Abstract. Airborne lidar forward sensing along the flight direction can serve for notification of clear air turbulence (CAT) and help to prevent injuries or fatal air accidents. The validation of this concept was presented in the framework of the DELICAT (DEmonstration of LIdar-based CAT detection) project. However, the strong variations in signal level, which were observed during the DELICAT measurements but not explained, sometimes indicated the need of a better understanding the observational errors due to geometrical factors. In this paper, we discuss possible error sources pertinent to this technique, related to fluctuations of the flight parameters, which may lead to strong signal variations caused by the random deviations of the sensing beam from the forward flight trajectory. We analyze the variations in backscattered lidar signal caused by fluctuations of the most important forward-sensing flight parameter, the pitch angle. The fluctuation values considered in the paper correspond to the error limits of the compensational gyro platform used in civil aviation. The part of the pitch angle fluctuations not compensated for by the beam-steering device in the presence of aerosol concentration variations can lead to noticeable signal variations that can be mistakenly attributed to wind shear, turbulence, or fast evolution of the aerosol layer. We formulate the criteria that allow the recognition of signal variations caused by pitch angle fluctuations. Influence of these fluctuations is shown to be stronger for aerosol variations on smaller vertical scales.
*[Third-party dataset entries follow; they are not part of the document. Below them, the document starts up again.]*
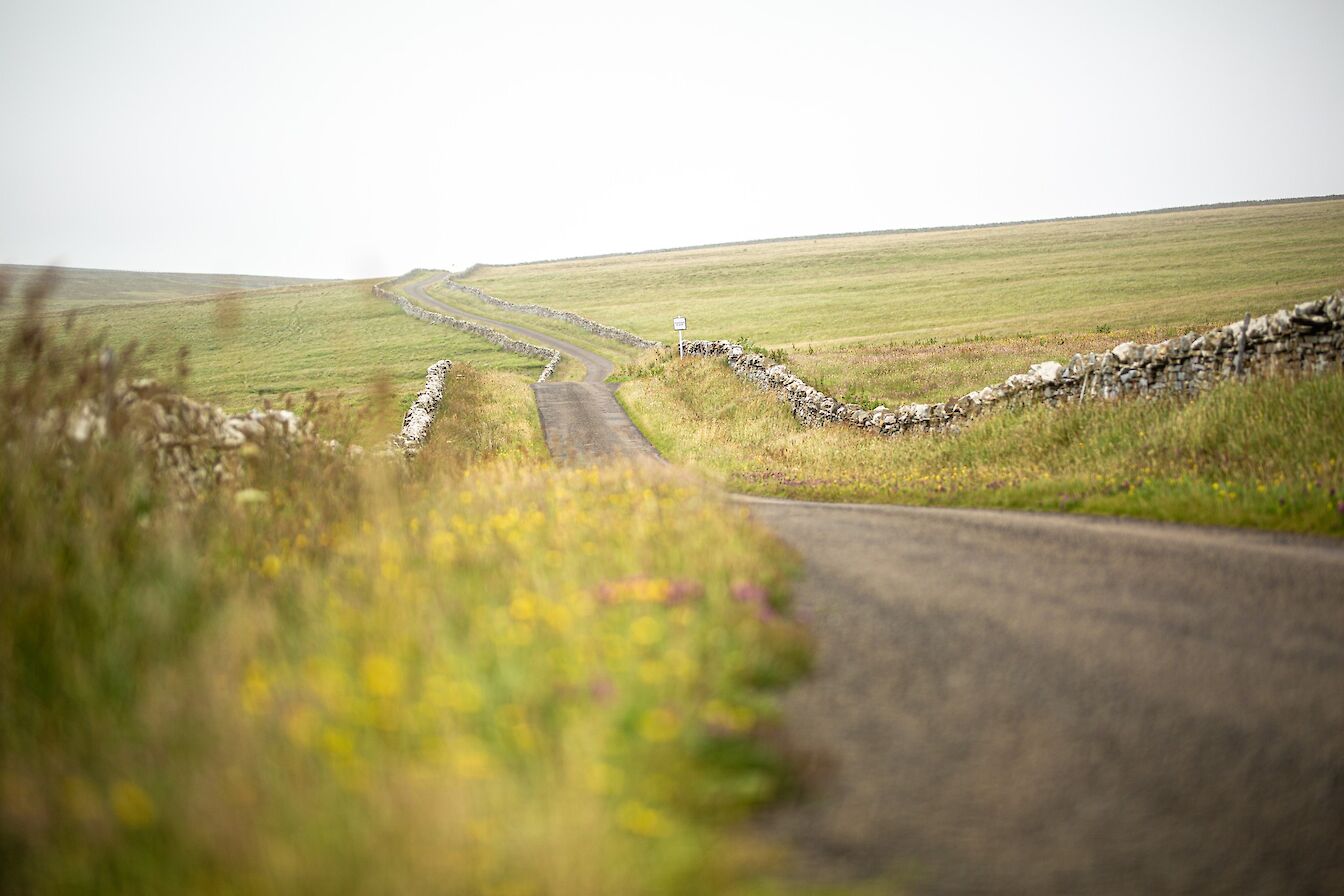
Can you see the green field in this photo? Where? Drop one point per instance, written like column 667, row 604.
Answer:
column 85, row 286
column 329, row 337
column 924, row 316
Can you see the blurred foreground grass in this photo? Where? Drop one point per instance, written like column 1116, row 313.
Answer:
column 1265, row 453
column 475, row 675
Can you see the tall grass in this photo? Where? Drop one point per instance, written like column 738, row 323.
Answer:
column 473, row 675
column 1265, row 453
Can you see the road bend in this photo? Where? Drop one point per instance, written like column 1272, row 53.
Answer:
column 1038, row 703
column 582, row 422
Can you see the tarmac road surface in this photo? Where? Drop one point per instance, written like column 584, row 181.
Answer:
column 1038, row 703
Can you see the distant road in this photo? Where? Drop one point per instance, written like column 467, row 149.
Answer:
column 1036, row 703
column 582, row 422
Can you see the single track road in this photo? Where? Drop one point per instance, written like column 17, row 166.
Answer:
column 1031, row 703
column 582, row 422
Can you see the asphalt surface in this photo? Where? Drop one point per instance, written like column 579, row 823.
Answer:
column 1030, row 703
column 1057, row 704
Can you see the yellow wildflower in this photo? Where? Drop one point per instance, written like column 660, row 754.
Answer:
column 256, row 692
column 270, row 566
column 641, row 820
column 659, row 726
column 382, row 676
column 132, row 803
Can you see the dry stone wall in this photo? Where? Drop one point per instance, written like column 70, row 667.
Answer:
column 420, row 418
column 194, row 445
column 1308, row 339
column 489, row 335
column 570, row 317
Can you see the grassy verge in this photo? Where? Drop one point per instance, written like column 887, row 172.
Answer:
column 919, row 316
column 1266, row 453
column 340, row 676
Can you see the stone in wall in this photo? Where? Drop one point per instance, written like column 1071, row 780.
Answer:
column 194, row 445
column 420, row 418
column 1308, row 339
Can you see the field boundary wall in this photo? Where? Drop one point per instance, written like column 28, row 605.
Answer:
column 1305, row 340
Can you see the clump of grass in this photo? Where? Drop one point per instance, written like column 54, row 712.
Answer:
column 1264, row 453
column 481, row 675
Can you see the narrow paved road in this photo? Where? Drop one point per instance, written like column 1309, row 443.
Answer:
column 1028, row 703
column 1055, row 704
column 582, row 422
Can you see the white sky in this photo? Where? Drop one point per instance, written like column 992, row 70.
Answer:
column 358, row 139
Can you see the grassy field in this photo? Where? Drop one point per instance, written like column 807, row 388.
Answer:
column 618, row 352
column 331, row 337
column 85, row 286
column 924, row 316
column 1266, row 453
column 348, row 676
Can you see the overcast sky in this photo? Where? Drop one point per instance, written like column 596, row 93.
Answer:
column 358, row 139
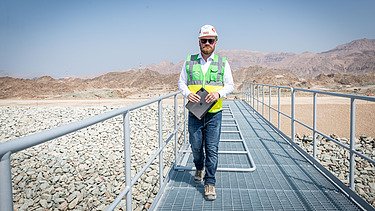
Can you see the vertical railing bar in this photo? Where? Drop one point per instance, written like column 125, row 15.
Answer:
column 253, row 97
column 352, row 144
column 127, row 156
column 314, row 125
column 175, row 130
column 292, row 93
column 258, row 98
column 262, row 100
column 278, row 108
column 185, row 111
column 269, row 103
column 160, row 129
column 6, row 191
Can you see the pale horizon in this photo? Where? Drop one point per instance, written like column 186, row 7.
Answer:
column 88, row 38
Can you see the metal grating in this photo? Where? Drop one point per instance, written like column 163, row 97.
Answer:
column 235, row 157
column 283, row 180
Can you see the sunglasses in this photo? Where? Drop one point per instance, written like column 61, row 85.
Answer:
column 204, row 41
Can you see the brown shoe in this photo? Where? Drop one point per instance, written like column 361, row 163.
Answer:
column 209, row 192
column 199, row 175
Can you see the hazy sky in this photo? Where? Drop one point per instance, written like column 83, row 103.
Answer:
column 85, row 38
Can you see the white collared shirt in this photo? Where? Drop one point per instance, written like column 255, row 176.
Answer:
column 228, row 78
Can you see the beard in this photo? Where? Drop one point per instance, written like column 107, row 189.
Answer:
column 207, row 49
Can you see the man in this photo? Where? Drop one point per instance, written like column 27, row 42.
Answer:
column 213, row 73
An example of DELICAT observations indicating a noticeable pitch angle fluctuation impact is presented.

Short summary
The experimental and numerical simulation results of lidar sensing ahead of the airplane's flight direction were analyzed. Pitch angle fluctuations, even when compensated for within the error limits of a typical beam-steering system, can produce significant fluctuations in the backscattered signal. This effect appears in the presence of aerosol clusters with vertical size of about a few hundred meters. A simple criterion to distinguish these fluctuations from aerosol evolution is suggested.